The core of the liberal arts education is to forge a diverse, well-balanced, and driven student body primed to dominate the vocational and academic world. But this education is only as good as the professors who teach it.
As first-year students, we all go through the dreaded connections seminar. Boring stuff you don’t care about, right? Well, taught by the right professor, it doesn’t have to be. This is my experience with Dr. Christina McSherry.
Dr. McSherry is an adjunct assistant professor at Franklin & Marshall College and happens to be my Connections professor. I am taking ‘Remember Me: Commemoration & Culture,’ with her, even though I’m not particularly interested in commemoration or culture.
Yet, Dr. McSherry makes the class interesting. I’ll be honest, I never read any Shakespeare in my life. But reading Shakespeare’s Richard III under McSherry brought the text greater enjoyment because McSherry made it fun. Aside from my dance with death brought by COVID, I read the entire play front to back.
I could list McSherry’s laundry list of academic accomplishments, from her Ph.D. at the University of Nevada, Reno, to being a rare F&M alumna among the faculty. But more importantly, McSherry is personable and interesting. She brings a lively mood to the classroom unique to F&M that we risk losing if not given tenure.
Dr. McSherry doesn’t have tenure and she also lectures at Gettysburg College. Diplomats risk losing her perspective on campus because another college could give her a better deal, so we should interject first. Are we really going to risk losing McSherry to Gettysburg? Where’s the Diplomat pride in our alumni and quality of faculty? If we can beat them in sports, we can beat them in our academics, too!
But why McSherry?
To keep it short and simple, there are thousands of professors in the United States, but there is only one Christina McSherry. Growing up, there were three teachers in my immediate family, including two Ph.D.s, so it was drilled into me what a “good educator” is: someone like Christina McSherry. The academic reputation of F&M is bolstered by her warm presence on campus. She’s always responsive, in my experience, to the concerns of her students; she offers wise counsel when her students are lost in the maze of the college experience; she provides a joyful introduction to every topic introduced in class.

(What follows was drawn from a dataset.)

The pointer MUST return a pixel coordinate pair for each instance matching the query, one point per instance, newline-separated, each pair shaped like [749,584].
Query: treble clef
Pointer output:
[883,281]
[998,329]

What makes Franklin & Marshall special is the communal atmosphere on campus. Housing a little over 2,000 students, F&M is not a research university. While Stanford University’s Bishop Hall can seat hundreds of students for a lecture, F&M prides itself in the peer-to-peer experience of learning. McSherry’s time as a Diplomat gives her the competitive edge that academics from the large universities of Boston, New York, and elsewhere can’t: a personal connection with her students. The knowing feeling of wintertime on campus, the inner workings of F&M’s college houses, and the rigorous schedule the bureaucrats of Old Main demand from us.
To end on a lighthearted anecdote, my friend and classmate’s mom stalked Dr. McSherry’s LinkedIn page, which McSherry found hilarious and shared with my friends after class. Withholding their name to avoid embarrassment, it was very funny and an excellent example of the lighthearted approach McSherry brings to campus life.
Franklin & Marshall College should give Dr. Christina McSherry tenure because she is invaluable to the experience of her students. Not only a strong academic, McSherry is a humorous person, mentor, and emblematic of what Diplomats should aspire to be.